Menzione finale della giornata per THE BAREFOOT EMPEROR della coppia di cineasti belgi Jessica Woodworth e Peter Brosens. Al centro della storia c'è Nicolas III Re del Belgio, che ferito a Sarajevo mentre tentava il rientro in patria si sveglia in un sanatorio su un'isola croata, un tempo residenza estiva di Tito, gestito da uno strano medico con tendenze sovraniste. Nel frattempo, all'esterno, l'Unione Europea sta crollando e c'è chi sogna l'impero. Sequel di King of the Belgians, diretto dai medesimi registi tre anni fa (da noi è uscito nelle sale col titolo Un re allo sbando), è un satira politica meno fluida e graffiante del film precedente, inutilmente fosca e arzigogolata.

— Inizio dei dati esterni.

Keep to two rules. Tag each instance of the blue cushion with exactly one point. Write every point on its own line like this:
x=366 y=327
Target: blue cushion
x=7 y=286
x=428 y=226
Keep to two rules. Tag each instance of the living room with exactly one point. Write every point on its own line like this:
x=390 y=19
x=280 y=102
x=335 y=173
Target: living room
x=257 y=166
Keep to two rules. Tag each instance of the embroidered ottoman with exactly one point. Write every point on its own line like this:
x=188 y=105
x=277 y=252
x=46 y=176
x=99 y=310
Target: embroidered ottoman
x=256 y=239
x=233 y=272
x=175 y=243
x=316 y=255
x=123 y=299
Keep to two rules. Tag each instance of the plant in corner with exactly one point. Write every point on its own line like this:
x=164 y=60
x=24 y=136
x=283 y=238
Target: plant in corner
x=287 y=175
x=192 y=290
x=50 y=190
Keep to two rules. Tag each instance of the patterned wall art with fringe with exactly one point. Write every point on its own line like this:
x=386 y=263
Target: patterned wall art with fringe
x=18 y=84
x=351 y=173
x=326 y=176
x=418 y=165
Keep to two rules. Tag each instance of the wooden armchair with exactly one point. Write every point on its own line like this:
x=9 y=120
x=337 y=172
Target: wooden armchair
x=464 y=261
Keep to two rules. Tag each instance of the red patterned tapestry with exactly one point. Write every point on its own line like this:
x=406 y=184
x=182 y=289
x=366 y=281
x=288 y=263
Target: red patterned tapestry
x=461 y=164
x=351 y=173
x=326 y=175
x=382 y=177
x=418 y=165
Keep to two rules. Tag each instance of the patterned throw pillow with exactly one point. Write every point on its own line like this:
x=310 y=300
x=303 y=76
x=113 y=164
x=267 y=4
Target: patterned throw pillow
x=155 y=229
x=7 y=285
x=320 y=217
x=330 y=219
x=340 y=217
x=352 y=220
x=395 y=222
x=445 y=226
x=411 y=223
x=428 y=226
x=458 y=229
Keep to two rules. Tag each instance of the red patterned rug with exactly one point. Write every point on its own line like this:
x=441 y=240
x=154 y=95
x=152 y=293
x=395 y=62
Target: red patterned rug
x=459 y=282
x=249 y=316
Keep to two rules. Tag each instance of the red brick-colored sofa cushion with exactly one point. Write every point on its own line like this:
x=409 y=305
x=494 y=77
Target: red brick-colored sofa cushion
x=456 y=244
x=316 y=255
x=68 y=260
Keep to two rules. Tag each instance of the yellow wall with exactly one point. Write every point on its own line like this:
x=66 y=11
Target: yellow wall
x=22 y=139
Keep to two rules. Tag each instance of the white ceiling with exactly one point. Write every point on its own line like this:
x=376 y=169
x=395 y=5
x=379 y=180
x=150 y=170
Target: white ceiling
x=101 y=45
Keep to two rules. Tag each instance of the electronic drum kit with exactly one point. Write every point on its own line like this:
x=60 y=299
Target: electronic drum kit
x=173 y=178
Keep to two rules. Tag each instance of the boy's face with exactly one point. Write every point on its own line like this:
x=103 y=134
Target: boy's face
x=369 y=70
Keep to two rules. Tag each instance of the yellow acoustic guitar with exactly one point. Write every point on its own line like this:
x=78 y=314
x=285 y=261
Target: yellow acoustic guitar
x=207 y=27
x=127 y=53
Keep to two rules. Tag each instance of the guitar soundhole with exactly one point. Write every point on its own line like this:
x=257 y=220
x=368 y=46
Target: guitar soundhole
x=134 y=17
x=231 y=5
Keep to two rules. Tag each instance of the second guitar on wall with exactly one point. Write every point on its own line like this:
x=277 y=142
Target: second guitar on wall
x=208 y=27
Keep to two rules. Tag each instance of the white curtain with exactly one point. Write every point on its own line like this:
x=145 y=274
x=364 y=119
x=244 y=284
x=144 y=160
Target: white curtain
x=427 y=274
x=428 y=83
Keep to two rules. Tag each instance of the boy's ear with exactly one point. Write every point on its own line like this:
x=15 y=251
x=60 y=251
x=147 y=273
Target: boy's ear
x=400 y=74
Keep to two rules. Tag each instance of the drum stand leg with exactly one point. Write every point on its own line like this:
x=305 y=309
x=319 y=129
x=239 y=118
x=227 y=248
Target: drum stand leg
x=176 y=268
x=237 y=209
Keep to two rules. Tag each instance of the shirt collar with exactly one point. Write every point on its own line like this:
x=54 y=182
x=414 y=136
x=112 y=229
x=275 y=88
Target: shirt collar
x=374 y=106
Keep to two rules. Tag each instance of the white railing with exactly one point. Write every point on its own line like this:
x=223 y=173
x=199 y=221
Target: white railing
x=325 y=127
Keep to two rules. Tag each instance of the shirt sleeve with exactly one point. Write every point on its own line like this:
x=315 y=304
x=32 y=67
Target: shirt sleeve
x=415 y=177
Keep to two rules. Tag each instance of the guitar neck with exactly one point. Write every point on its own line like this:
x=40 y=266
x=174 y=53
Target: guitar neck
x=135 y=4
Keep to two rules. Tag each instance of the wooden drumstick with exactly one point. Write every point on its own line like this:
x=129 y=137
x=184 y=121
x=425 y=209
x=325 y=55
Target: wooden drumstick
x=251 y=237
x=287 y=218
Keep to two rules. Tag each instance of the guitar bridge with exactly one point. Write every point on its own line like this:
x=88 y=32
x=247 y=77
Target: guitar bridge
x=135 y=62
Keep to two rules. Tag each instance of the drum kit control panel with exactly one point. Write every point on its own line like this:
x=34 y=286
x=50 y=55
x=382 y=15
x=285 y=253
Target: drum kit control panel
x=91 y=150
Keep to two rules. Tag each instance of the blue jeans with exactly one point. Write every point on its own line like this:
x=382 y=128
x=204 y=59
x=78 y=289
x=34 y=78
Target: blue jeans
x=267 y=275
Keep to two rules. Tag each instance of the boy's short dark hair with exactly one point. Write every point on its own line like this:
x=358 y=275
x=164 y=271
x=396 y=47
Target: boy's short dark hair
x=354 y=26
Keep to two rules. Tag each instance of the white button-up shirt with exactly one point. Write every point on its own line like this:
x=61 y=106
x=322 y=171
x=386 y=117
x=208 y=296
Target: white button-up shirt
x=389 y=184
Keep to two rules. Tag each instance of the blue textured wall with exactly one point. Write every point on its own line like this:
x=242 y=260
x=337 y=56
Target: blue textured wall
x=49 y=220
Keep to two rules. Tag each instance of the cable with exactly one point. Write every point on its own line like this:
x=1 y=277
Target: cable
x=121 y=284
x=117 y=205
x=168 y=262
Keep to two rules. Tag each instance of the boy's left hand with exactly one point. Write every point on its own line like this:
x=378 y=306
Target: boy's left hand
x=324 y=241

Evidente è la volontà di ironizzare con caustico livore sulle derive destrorse e cocentemente attuali del Vecchio Continente, ma il tentativo di fondere la sensibilità di Straub e Huillet con una sulfurea black comedy fiamminga produce uno stallo soporifero e di difficile risoluzione, inerte e con poche frecce al suo arco in grado di andare a segno. Nel cast, col pilota automatico, sono impegnati anche Geraldine Chaplin e l'immancabile, inarrestabile Udo Kier, che fa il pieno, come di consueto, di grottesco a briglia sciolta e tensioni sulfuree e fuori controllo.